Le smargiassate del magnate presidente Donald Trump irritano familiari delle vittime e soccorritori dell’11 Settembre 2001, mentre gli ‘eroi’ di quel giorno scoprono di essere stati ingannati dal potere – locale, statale e federale – e mandati a rischiare la vita in nome del profitto e dell’economia. Sono velenosi i prodomi del 25° anniversario dell’attacco all’America che, nel giro di una mattina, fece circa 3000 vittime tra New York e Washington e rese il primo quarto del XXI Secolo un tempo di guerre e di eclissi del diritto. Per la precisione, le vittime degli attentati dell’11 Settembre 2001 furono 2.977, senza contare i 19 dirottatori: 246 sui quattro aerei di linea ‘piratati’, 2.606 al World Trade Center a New York e 125 al Pentagono, ad Arlington, appena fuori Washington. Persero la vita cittadini di oltre 90 Paesi: 10 furono i cittadini italiani morti, centinaia quelli con origini italiane.

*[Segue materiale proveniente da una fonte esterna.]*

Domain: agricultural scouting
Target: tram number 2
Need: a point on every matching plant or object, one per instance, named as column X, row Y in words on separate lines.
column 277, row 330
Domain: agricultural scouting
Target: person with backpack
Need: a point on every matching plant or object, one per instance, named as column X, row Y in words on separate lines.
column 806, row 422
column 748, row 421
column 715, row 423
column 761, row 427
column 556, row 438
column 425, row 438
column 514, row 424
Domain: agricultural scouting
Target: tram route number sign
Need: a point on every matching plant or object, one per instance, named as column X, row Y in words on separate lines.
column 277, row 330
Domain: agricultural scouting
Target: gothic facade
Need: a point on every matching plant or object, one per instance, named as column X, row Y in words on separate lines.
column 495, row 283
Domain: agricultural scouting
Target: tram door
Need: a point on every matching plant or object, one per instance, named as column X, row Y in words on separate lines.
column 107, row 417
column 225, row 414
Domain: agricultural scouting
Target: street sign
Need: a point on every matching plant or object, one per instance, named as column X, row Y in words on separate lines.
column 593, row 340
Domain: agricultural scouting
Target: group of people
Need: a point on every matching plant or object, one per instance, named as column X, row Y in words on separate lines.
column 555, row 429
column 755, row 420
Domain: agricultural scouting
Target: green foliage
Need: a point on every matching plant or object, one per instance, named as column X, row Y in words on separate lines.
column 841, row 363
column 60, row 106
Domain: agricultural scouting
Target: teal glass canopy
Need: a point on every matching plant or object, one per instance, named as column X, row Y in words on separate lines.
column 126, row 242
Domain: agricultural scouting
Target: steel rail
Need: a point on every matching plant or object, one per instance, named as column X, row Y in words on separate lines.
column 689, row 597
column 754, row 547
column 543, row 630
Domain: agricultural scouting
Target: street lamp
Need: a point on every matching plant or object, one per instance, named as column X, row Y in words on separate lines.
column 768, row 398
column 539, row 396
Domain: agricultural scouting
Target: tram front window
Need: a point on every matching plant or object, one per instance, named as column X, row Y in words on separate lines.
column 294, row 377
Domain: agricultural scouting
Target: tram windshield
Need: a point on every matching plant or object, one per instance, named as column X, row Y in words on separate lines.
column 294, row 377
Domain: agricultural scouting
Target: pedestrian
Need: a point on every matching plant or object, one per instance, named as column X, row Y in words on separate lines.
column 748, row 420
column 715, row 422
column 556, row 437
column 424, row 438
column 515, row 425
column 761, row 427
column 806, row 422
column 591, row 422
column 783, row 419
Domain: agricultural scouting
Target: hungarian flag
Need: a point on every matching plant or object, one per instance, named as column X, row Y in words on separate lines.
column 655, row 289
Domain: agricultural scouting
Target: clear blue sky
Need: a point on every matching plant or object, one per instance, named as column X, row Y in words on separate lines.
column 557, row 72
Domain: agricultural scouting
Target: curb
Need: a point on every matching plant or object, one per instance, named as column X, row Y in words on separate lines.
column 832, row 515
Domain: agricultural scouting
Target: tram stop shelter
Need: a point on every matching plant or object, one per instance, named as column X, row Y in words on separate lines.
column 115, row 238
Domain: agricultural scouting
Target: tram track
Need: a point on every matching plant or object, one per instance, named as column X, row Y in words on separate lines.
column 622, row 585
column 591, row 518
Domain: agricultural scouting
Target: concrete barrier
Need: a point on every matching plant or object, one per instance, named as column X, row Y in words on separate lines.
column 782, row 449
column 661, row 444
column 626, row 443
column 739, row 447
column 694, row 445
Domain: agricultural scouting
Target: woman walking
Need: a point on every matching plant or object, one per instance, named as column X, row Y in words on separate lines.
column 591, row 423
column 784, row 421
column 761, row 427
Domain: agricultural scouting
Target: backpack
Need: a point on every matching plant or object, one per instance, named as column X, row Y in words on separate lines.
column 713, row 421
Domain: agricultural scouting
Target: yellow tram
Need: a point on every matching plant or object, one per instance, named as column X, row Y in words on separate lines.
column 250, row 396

Alle vittime di quel giorno stesso, vanno sommate le persone che morirono per le malattie causate dal fumo formatosi in seguito al crollo delle due torri: se ne contano decine. Ben 1140 persone che hanno lavorato, studiato o semplicemente vissuto a Lower Manhattan dopo gli attentati è stato diagnosticato un cancro.